Anyway, I wanted to get at another piece of nonsense in Tierney's piece, one not directly related to eminent domain.
The city managed to clear out shops and an office building to make room for a new Lazarus department store, built with $50 million in public funds, but Lazarus did not live up to its name. It has shut down and left a vacant building. Meanwhile, the city's finances are in ruins, and businesses and residents have been fleeing the high taxes required to pay off decades of urban renewal projects and corporate subsidies.

Here's another excellent example of throwing shit on the wall to see what sticks (there's probably a term from Latin rhetoric for that). There are a lot of reasons for Pittsburgh's crappy finances (Here's one take on it from a lefty, anti-ED viewpoint {link probably short-lived, but there's an archive}), but you have to be pretty fanciful to blame a $40M operating shortfall in a $389M annual budget on one-time capital boondoggles. Or pretty dishonest. You choose.

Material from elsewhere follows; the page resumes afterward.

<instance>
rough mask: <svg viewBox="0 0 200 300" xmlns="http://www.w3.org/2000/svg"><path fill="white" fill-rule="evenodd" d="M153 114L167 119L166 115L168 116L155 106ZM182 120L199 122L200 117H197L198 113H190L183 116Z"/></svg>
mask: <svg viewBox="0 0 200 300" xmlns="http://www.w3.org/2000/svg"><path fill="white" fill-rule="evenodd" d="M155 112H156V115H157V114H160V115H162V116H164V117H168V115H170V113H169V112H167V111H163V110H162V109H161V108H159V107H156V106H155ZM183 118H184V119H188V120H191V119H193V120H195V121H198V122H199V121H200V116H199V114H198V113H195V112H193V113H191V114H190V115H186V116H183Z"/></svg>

"Thriving small businesses"

You know, like porn theaters.

What the hell am I talking about? Well, just remember that, when earnest conservatarians talk about the evil of eminent domain, they're liable to fudge the facts a bit. Like describing a battered old XXX theater, located across from a landmark park and an elementary school, as a "thriving small business."

The Garden could not better embody the pro-Kelo argument, but of course John Tierney knows that readers of the Times are unlikely to know that. They also probably don't know that the Pittsburgh Wool Co., displaced by an expansion of the Heinz (now DelMonte) plant- the last major plant in town - is still in business, across the river in one of those "newly gentrified neighborhoods with renovated homes and converted warehouses." I was opposed to that move, but to be honest, it had more to do with the beautiful old building (and the proposed steel warehouse replacement) than with principle. As often happens with eminent domain, the family owners of the business got more for their property than they ever could have in the open market, and, their contemporaneous protestations to the contrary, they're still in business, even expanding their new location.

So what else? Well, Tierney is right about a lot of his history – we in Pittsburgh are surrounded by eminent domain gone wrong. That’s why it’s been odd for me to find myself so vociferous in criticizing Kelo’s opponents. So what’s the deal?

Well, first of all, most of our bad history in ED – the Lower Hill, East Liberty – had nothing to do with Kelo-style considerations. It was foolish, but taking private property for public parking or public housing (I guess there is one “upscale apartment building”) is within any “literal” reading of the Bill of Rights. Meanwhile, his lament about the Ville Radieuse-style Gateway Plaza (which is financially successful, and architecturally isn’t that bad - and I hate that kind of shit) ignores Point State Park, the main beneficiary of ED downtown, and a vast, smashing success. Again, see the opening of this piece.

But anyway, the main point is that we have, to a great extent, learned our lessons about ED. The Lazarus failed largely because the rest of the Mayor’s plan was scotched by citizens who opposed it. You know – democratic action, rather than decisions made by unelected judges in Washington?